Farei un passo indietro cercando di capire il perché di una ricerca forsennata di informazioni. La risposta è il bisogno di avere certezze. Più siamo in ansia più cerchiamo informazioni per poter decodificare una situazione che sfugge al nostro controllo. Un meccanismo controproducente perché anziché placare lo smarrimento lo alimenta, soprattutto quando ci si imbatte nelle fake news. A questo si aggiunge il fatto che la scienza ha bisogno dei suoi tempi per elaborare risposte certe e, in qualche modo, le fake news colmano questa attesa dandoci delle certezze illusorie, destinate a sgretolarsi. Il problema è sempre a monte, nelle fragilità che non riusciamo ad affrontare.

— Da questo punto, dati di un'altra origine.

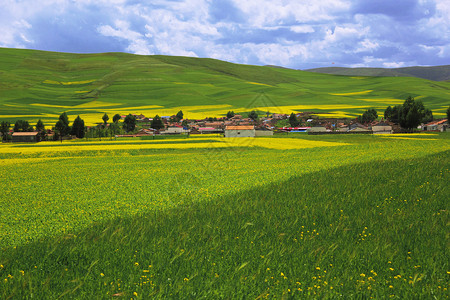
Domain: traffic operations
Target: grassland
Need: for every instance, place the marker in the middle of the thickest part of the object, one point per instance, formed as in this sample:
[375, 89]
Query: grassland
[286, 217]
[41, 85]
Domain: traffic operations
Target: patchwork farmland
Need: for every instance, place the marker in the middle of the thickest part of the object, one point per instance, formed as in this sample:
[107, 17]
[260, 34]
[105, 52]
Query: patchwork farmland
[309, 216]
[42, 85]
[186, 217]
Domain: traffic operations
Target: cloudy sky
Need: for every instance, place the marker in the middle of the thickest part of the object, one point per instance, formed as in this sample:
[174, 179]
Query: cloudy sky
[297, 34]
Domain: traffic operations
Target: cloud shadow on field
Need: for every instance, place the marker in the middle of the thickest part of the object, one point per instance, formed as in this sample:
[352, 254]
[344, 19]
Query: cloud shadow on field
[243, 234]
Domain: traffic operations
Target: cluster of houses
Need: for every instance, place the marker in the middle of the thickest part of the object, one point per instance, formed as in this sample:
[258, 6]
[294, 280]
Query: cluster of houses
[238, 126]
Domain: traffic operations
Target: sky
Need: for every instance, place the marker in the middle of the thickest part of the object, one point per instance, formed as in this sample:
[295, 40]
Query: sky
[298, 34]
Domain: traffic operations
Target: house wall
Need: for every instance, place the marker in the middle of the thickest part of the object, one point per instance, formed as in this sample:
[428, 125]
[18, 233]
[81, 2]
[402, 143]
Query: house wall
[240, 133]
[317, 129]
[25, 139]
[263, 132]
[381, 129]
[174, 130]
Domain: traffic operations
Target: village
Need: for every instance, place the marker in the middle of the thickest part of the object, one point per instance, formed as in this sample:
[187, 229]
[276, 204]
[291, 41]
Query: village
[234, 125]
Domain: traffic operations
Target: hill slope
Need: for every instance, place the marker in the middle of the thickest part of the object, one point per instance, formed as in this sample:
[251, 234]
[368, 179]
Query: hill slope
[437, 73]
[41, 85]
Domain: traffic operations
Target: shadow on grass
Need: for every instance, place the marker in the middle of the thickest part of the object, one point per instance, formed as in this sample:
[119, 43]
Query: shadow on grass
[318, 235]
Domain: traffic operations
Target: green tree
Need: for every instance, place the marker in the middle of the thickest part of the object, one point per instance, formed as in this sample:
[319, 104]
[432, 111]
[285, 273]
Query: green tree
[78, 128]
[4, 129]
[293, 121]
[253, 115]
[179, 116]
[129, 124]
[60, 128]
[22, 126]
[63, 128]
[368, 116]
[105, 119]
[412, 113]
[116, 118]
[41, 129]
[388, 113]
[230, 114]
[40, 126]
[157, 123]
[185, 124]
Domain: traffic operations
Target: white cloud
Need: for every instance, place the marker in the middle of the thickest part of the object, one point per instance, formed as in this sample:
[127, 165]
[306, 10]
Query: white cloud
[302, 29]
[282, 32]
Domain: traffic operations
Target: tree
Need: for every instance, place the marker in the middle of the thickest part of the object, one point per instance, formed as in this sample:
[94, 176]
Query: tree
[129, 124]
[388, 113]
[253, 115]
[412, 113]
[116, 118]
[63, 128]
[230, 114]
[105, 118]
[22, 126]
[41, 129]
[393, 114]
[368, 116]
[4, 129]
[157, 123]
[78, 128]
[293, 121]
[179, 116]
[40, 126]
[185, 124]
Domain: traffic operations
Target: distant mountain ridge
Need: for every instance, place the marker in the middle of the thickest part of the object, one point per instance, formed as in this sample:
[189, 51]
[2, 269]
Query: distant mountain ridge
[435, 73]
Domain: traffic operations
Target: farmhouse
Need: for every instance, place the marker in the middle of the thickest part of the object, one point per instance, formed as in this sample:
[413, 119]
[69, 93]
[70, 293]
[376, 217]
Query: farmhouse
[264, 131]
[382, 128]
[316, 130]
[207, 130]
[240, 131]
[441, 126]
[25, 137]
[174, 130]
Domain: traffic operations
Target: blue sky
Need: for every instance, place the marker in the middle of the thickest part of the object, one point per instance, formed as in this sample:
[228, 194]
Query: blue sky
[297, 34]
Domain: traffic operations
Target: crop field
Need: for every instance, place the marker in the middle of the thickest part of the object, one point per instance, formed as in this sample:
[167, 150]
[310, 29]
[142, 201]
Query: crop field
[41, 85]
[291, 216]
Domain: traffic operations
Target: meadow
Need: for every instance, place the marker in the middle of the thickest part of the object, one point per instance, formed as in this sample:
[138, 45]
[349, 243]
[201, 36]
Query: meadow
[41, 85]
[293, 216]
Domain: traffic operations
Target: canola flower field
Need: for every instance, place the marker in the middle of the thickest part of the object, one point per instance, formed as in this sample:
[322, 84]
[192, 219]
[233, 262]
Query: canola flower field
[291, 216]
[39, 85]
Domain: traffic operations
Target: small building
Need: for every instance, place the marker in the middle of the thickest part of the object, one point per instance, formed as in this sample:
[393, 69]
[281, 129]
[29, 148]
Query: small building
[174, 130]
[382, 128]
[25, 137]
[209, 130]
[264, 131]
[440, 125]
[240, 131]
[316, 129]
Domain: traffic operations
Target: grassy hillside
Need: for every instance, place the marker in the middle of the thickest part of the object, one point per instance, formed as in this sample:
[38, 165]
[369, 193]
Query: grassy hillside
[290, 217]
[41, 85]
[437, 73]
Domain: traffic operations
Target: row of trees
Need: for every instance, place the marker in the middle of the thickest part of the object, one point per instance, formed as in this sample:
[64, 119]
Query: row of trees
[408, 115]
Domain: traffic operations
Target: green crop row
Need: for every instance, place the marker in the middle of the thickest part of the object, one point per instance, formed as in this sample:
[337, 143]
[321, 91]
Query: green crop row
[366, 218]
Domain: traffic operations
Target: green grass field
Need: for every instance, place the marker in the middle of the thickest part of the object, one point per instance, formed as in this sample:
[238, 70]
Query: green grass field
[292, 216]
[41, 85]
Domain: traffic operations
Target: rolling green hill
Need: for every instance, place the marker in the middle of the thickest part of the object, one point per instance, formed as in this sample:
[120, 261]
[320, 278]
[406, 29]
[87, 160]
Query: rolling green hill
[436, 73]
[41, 85]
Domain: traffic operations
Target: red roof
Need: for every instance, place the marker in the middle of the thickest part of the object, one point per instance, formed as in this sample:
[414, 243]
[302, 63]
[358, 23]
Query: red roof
[240, 127]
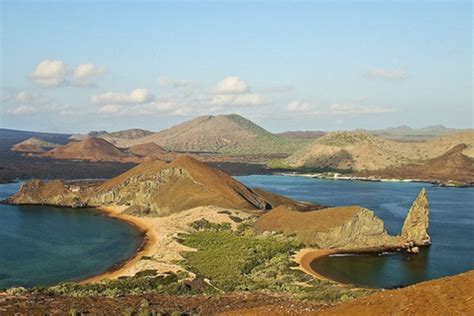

Andrà tutto bene. Davvero?

In questo periodo ci spingono ad essere positivi e a reinventarci. Non è sempre possibile e se si è presi dallo sconforto non c'è nulla di sbagliato in noi: l'essere umano può provare diverse emozioni che sono tutte legittime e vanno ascoltate, non represse. Bisogna chiedersi sempre di cosa abbiamo bisogno e da lì partire per trovare le strategie personali che possano aiutarci a far fronte alle difficoltà.